The addition of a birch allergy is interesting. Seasonal allergies typically don’t appear in children until ages 4-6. Bubba had previously tested negative for birch, but she was only two at the time. A birch allergy can cause oral reactions to foods that are cross-reactive. This may explain Bubba’s transient oral reactions to celery, carrots, bell peppers, raw tomatoes, and fennel. I’m hoping it will also explain away cumin, but that is less likely given her higher IgE number. A birch allergy can also cause a cross-reaction with peanut. The peanut protein Ara h 8 is so similar to birch pollen that those with a birch pollen allergy will often test positive to peanut and may have mild pollen-like allergic reactions upon ingesting peanut. That is why component testing is so important. We know, through component testing, that Bubba has a ‘true’ peanut allergy that is more often associated with anaphylaxis. But I now have big questions about whether Bubba is allergic to other legumes or if these are merely cross-reactive with birch (or peanut). She outgrew soy, eats black beans, and passed a food challenge for chick peas. She still has white beans, kidney beans, fava beans, and lima beans on her avoidance list. Imagine if we could strike four more? I also wonder if new and emerging seasonal allergies could explain her eczema flare ups and mystery hives last spring, over the summer, and this fall. Lots to think about.

The other bummer was that Dr. Sicherer doesn’t think Bubba would be likely to pass a baked milk challenge and therefore he wouldn’t support her doing one, absent much lower IgE numbers on a current blood test. Sigh. I was really hoping to start her on baked milk therapy, similar to what we’re doing with egg.

Positives from the appointment included the chance to consult again with a nutritionalist who gave us a great recommendation for a calcium and Vitamin D supplement, encouragement to give Bubba a daily probiotic (we chose this one from Mercola), and some very exciting negative skin-prick test results! Bubba tested negative for lentil and green pea. We will follow up with blood testing. If Bubba is negative for pea and can pass a food challenge, that would be HUGE. Pea protein appears in a bizzilion vegan foods that would otherwise be great milk and egg substitutes for Bubba. She had two anaphylactic reactions to peas before the age of two and hasn’t been exposed since. Fingers crossed!

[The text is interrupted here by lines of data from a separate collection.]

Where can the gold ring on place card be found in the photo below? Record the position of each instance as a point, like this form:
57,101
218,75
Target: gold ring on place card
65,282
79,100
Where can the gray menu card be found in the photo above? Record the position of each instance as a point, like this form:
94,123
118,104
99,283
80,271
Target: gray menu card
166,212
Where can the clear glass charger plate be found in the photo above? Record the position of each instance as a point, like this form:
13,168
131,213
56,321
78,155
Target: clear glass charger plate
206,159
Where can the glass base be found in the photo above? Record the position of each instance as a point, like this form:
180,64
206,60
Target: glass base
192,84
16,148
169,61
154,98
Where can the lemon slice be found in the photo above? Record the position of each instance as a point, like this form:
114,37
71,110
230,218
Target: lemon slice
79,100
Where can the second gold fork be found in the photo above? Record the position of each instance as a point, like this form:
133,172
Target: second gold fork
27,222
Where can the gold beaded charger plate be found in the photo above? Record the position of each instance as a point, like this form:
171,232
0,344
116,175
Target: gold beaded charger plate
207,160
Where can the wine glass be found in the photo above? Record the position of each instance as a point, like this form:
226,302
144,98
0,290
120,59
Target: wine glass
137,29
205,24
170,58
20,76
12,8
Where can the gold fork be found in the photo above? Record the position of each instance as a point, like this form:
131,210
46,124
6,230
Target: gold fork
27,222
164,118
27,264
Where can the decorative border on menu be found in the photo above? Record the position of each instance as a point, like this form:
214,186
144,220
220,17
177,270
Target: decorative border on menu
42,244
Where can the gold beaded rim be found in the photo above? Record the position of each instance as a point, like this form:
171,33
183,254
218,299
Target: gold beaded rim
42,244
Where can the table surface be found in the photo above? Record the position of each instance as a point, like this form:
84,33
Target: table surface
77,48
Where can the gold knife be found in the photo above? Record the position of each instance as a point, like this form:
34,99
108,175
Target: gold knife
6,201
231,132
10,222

Because our dream is to get Bubba in a clinical trial that can offer her some level of desensitization to some (any!) of her allergens, it’s important to us that Bubba always associates these trips with fun, adventure, and a chance to have special time with me. Although we were at Mt. Sinai for a couple hours and had some testing, the bulk of her day was spent riding trains, visiting playgrounds, riding a carousel, and at the zoo. She even got to eat out at a restaurant called Chick Pea after I cleared it ahead of time. A pretty exciting day for a four-year-old!